Oremus dives deeper, bringing to light less apparent, but darker shades of social media. The main issue, he adds, foregrounds the already blurred lines between the online and offline worlds, since ‘online communities plan real-world events; real-world events fuel online conspiracies. It’s a feedback loop’. Indeed, it is a loop encouraged by social media algorithms, which rank content based on how sensationalist, extremist, or partisan it is, and isolate its readers in a toxic and personalised informational environment ultimately promoting hatred and the polarization of public opinion.

Hence, the author underlines how ‘all the focus on the platforms’ treatment of Trump as an individual is at best tangential to the deeper issue of how their dynamics fueled his rise’. Banning Trump should not be seen as a conscious act of improvement, but as a circumstantial decision to gain momentary approval.

References

Your comments

  • On 29 January at 18:56, by Kevin Replying to: Trump’s Twitter and Facebook ban sheds light on the power struggle between tech companies and the rule of law

    I can understand Angela Merkel’s position in the sense that it should be lawmakers in the U.S. to make this change on a President, and not left up to management of these social media companies.
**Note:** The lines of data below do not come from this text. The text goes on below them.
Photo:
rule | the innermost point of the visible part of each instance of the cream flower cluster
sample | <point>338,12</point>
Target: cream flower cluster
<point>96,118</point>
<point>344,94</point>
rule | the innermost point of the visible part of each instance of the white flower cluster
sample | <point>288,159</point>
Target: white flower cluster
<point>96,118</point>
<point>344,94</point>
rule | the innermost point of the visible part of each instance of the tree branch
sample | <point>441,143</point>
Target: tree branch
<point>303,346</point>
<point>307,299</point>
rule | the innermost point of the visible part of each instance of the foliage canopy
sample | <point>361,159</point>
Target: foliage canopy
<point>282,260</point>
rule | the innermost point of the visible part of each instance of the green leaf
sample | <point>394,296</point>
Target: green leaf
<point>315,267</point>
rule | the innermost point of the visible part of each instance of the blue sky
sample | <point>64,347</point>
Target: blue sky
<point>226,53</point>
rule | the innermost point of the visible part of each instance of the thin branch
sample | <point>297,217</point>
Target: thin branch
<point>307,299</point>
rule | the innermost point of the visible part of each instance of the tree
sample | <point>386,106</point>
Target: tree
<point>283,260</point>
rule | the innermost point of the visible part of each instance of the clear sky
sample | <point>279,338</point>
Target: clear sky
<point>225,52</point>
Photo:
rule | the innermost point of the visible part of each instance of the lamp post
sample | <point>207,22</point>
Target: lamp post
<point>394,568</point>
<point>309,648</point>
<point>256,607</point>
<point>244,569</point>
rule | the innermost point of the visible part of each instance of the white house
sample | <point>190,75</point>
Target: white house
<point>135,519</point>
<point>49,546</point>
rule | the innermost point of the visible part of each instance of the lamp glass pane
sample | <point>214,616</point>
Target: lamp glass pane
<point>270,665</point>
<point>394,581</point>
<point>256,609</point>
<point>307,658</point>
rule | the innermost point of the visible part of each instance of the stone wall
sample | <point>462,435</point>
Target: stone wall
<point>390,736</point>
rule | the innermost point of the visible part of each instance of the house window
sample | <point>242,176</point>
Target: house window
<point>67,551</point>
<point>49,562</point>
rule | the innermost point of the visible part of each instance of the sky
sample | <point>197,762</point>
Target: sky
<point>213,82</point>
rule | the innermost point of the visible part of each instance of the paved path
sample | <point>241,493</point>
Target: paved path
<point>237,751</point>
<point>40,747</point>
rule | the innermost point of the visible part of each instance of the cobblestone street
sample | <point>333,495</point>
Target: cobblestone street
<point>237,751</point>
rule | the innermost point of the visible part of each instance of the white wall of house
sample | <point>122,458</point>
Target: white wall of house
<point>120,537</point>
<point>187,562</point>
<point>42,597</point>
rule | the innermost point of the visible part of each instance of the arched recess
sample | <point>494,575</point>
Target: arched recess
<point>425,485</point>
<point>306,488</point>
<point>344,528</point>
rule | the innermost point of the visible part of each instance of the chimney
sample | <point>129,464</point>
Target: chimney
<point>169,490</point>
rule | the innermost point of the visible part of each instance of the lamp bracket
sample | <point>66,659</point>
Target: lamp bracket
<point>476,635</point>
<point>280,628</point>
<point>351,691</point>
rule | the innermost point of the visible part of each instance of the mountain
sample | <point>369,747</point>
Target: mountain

    Freedom of Opinion however, is where I disagree with Merkel because that freedom was never taken away from Former President Trump. As a president, you are able to call a Press Conference whenever he/she feels it is necessary for addresses/announcements. The voice of a U.S. President will always be heard.

    My stance is that while in office, a President and Vice President should not be allowed to have a social media account.